Khoḍiyār is a Hindu folk goddess worshiped in Gujarat and rajsthan states in India. The suffix Mata or Maa (meaning “mother”) is generally added to her name, similar to other Hindu goddesses.
In the late 8th Centuary in the Maitraka kingdom, a Caran named Mamadiya Gaḍhvī lived near the capital of Vallabhi. He had close relations to the king but no children. The merchants of the kingdom were jealous of Mahmūd, so they told the royal priest (purohit) to tell the queen that to look upon an infertile man runs the risk of becoming infertile oneself. The queen thus convinced the king to banish the bard from the royal court.
Mahmūd then went to a Śiva temple in the wilderness to fast and pray for children. On the 8th day Śiva appeared and granted Gaḍhvī seven daughters and a son. Several years later the girls were playing on a hill when they suddenly had a thirst for the blood and hunger for the flesh of buffaloes, which happened to be at the bottom of the hill. The girls raced down and tore the largest buffalo apart and ate his flesh and blood. The girls become infamous as they ate more and more buffaloes.
The king of Vallabhi did not practice buffalo sacrifice but instead used buffaloes to fight in sport with other kings with the stakes being land. Once the king’s finest buffalo was missing, and the king and his soldiers eventually found the seven sisters gorging themselves on the buffalo. The king ordered the girls to be burned alive, but a voice from heaven said “‘You unjustly chased our father for his barrenness: now, your own line will have no issue'”. The king begged for mercy and he was given the option of having children if he “‘married among the people'”.
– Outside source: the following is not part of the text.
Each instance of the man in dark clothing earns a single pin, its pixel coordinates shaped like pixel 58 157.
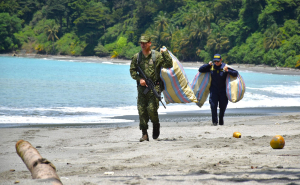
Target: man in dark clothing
pixel 219 73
When the girls grew up they left home together, but the youngest named Khoḍiyār was lame and could not keep up with the others. She fell upon the ground and prayed to the goddess Jagadamba to take her to her realm. However, goddesses told her from heaven that she was given a limp for a purpose, and they she had all the goddess’ divine powers and would become the greatest of the sisters.